Washington Gov. Jay Inslee (D) and Democratic legislative leaders celebrated the ruling, while denying they plan to rely on it to seek an income tax or expand the capital gains tax.
“No,” Inslee said during a call with reporters in response to a question about plans to enact an income tax. “It’s a pretty simple one-word answer. The Republicans just delight in this bogeyman and they think it can get them elected and it hasn’t worked for 20 years.”
Tax on Transfer
A trial court struck down the tax law in May, siding with farming and business groups that argued past court rulings categorized income taxes as property taxes, which under Washington’s constitution aren’t allowed to exceed 1% annually. The tax, which took effect on Jan. 1, 2022, is 7% on gains over $250,000 per year, excluding those from retirement account sales, real estate, and certain small businesses.
Supporters argued it is a proper excise tax on transactions rather than on property. Revenue from the tax, expected to top $500 million a year, is earmarked for education and child care. The tax is among various efforts to tax the rich that continue to pop up in progressive states around the country.
The Washington Supreme Court declined to revisit its 1933 ruling in Culliton v. Chase, which held that income counts as property, based on its view that the tax focuses on the transaction of selling or transferring capital assets rather than merely owning them.
“Plaintiffs vigorously argue the taxable incident is not the transaction but the realization of capital gains beyond $250,000,” the court said. “Plaintiffs confuse the tax’s subject matter with its measure. The tax is not levied on capital gains; rather, it is measured by capital gains.”
‘Most Regressive’
The plaintiffs’ constitutional arguments fared no better. The court found the provision doesn’t implicate a fundamental right of state citizenship, which would run afoul of the federal privilege and immunities clause. And a substantial nexus exists to support the state’s taxation of gains from the sale of property located out-of-state to assuage commerce clause concerns.
The court left the door open for the plaintiffs to bring future challenges to the tax if they argue it is applied in an unconstitutional way.
The majority noted the state’s unique tax system, made up of sales, property, and business and occupation taxes rather than personal or corporate income taxes.
“Washington’s tax system has earned the regrettable title of most regressive in the nation,” the court said. “Washington’s upside-down tax system perpetuates systemic racism by placing a disproportionate tax burden” on Black, indigenous, and people of color.

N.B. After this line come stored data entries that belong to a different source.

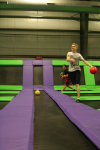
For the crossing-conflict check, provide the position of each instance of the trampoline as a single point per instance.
(39, 119)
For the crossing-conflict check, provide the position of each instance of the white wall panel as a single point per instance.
(94, 26)
(49, 42)
(70, 25)
(25, 42)
(49, 51)
(26, 23)
(49, 24)
(6, 23)
(94, 45)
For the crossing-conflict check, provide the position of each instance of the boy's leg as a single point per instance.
(70, 87)
(63, 88)
(78, 76)
(78, 91)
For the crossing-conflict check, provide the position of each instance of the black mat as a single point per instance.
(53, 130)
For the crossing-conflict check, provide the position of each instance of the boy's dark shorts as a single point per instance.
(75, 77)
(68, 81)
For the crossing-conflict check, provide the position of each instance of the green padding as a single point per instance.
(9, 92)
(6, 98)
(89, 78)
(96, 63)
(88, 98)
(59, 62)
(11, 87)
(11, 62)
(44, 7)
(80, 92)
(81, 63)
(60, 87)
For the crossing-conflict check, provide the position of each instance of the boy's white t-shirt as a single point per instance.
(74, 66)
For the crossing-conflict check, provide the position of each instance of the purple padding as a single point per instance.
(16, 122)
(37, 62)
(13, 145)
(38, 87)
(47, 62)
(48, 75)
(27, 62)
(27, 75)
(14, 129)
(84, 117)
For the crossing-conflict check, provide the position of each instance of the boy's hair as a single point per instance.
(75, 45)
(65, 65)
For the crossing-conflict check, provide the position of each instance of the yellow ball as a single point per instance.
(37, 92)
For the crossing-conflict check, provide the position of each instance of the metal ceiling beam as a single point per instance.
(46, 17)
(39, 17)
(56, 8)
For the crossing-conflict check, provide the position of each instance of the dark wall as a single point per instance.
(11, 75)
(59, 81)
(37, 75)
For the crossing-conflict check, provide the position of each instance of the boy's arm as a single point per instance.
(65, 75)
(86, 63)
(70, 59)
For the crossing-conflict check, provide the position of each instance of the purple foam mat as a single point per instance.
(17, 112)
(47, 62)
(27, 75)
(16, 122)
(12, 144)
(38, 87)
(48, 76)
(85, 117)
(14, 129)
(27, 62)
(37, 62)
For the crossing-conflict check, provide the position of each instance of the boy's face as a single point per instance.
(64, 67)
(74, 48)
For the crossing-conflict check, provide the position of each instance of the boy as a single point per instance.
(68, 80)
(74, 68)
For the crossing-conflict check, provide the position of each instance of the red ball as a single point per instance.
(93, 70)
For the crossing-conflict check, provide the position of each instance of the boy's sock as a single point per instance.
(78, 100)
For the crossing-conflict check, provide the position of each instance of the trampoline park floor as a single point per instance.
(88, 98)
(53, 130)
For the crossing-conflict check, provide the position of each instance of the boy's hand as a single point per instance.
(72, 60)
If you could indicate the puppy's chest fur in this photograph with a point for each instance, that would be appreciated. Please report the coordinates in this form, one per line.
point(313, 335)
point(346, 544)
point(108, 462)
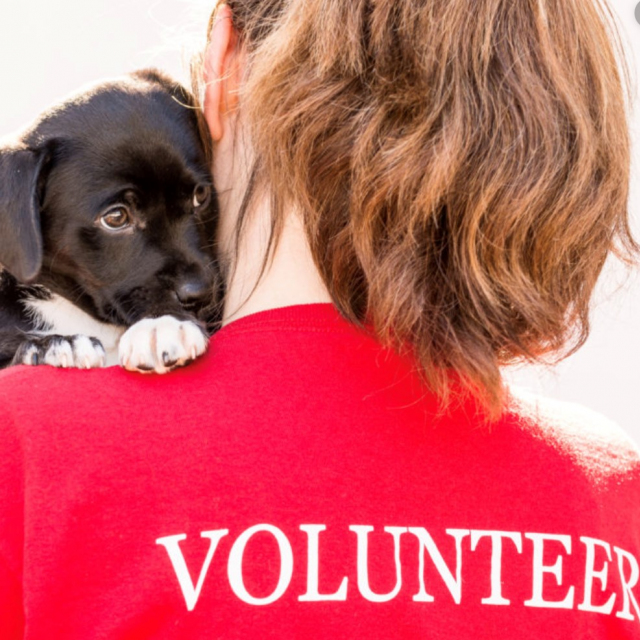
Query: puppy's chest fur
point(52, 314)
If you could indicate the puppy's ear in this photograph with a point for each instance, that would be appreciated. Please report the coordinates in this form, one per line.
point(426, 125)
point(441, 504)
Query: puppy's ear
point(20, 233)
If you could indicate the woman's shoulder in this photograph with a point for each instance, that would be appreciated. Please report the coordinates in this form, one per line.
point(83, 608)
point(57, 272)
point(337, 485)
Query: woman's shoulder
point(588, 440)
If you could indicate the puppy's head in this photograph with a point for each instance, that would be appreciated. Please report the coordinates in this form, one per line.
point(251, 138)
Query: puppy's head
point(107, 200)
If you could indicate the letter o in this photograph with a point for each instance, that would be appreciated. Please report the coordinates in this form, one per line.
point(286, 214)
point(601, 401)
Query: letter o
point(234, 567)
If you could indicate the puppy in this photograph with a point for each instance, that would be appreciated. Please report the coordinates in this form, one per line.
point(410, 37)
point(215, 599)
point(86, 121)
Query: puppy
point(107, 211)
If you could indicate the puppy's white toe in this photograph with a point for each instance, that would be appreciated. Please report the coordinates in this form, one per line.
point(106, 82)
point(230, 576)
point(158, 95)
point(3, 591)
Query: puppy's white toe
point(161, 344)
point(59, 354)
point(88, 353)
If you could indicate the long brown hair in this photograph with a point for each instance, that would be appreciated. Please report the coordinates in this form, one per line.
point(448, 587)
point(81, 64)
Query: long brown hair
point(461, 166)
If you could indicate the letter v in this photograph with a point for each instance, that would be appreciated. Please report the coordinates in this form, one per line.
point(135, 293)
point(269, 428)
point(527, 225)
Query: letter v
point(172, 545)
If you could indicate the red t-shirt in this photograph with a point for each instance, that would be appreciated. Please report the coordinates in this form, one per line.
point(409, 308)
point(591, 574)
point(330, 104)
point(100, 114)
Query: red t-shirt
point(295, 483)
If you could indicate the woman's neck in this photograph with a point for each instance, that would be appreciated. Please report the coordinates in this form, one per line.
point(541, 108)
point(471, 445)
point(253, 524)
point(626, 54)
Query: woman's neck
point(290, 277)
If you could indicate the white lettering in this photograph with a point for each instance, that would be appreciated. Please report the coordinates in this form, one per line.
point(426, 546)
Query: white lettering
point(627, 584)
point(539, 569)
point(234, 567)
point(363, 562)
point(496, 561)
point(172, 545)
point(591, 574)
point(313, 590)
point(453, 584)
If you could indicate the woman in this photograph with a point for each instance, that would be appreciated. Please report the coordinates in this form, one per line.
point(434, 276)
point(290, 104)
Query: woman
point(412, 193)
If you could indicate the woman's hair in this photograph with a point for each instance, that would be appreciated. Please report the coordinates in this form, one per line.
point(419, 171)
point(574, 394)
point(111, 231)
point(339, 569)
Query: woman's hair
point(461, 167)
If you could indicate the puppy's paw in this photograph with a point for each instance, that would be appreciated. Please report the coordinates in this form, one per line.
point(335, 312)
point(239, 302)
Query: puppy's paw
point(161, 344)
point(79, 352)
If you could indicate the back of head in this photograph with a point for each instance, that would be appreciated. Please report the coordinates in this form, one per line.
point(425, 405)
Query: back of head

Justice Sheryl Gordon McCloud authored a dissent, joined by Justice Charles W. Johnson. She would have upheld the trial court’s ruling striking down the measure, which she characterized as a tax on the realization of income, not the transfer of the asset.
“Deciding whether to retain our regressive tax structure or to replace it with a more equitable one is up to the legislature through legislation and the people through constitutional amendment,” she wrote.
Wealth Tax, Budget Implications
Sen. June Robinson (D), author of the bill enacting the capital gains tax, said Friday’s ruling clearly shuts the door on a state income tax.
“The court ruled in favor of both people who like a capital gains tax and people who are worried about an income tax this morning,” Robinson said.
But some progressive Democrats said they will turn their focus to other taxes.
“Our next step is to ensure parity in taxation on wealth,” said Sen. Noel Frame (D) author of a pending bill (S.B. 5486) to enact a wealth tax. “Middle-class homeowners have been paying property tax on their houses for decades, but the wealthiest few don’t have to pay property tax on their main source of wealth: stocks, bonds, and other financial assets.”
Inslee and lawmakers said they are relieved they can count on capital gains taxes in the state budget they are planning to enact in the next month.
“Washington has been waiting for 134 years for a fairer tax system, one where we didn’t impose an inequitable and unfair burden on the shoulders of working people,” Inslee said. “This is a truly historic day.”
Lane Powell PC and Orrick, Herrington & Sutcliffe LLP and others represented the challengers.
The case is Quinn v. Washington, Wash., No. 100769-8, 3/24/23.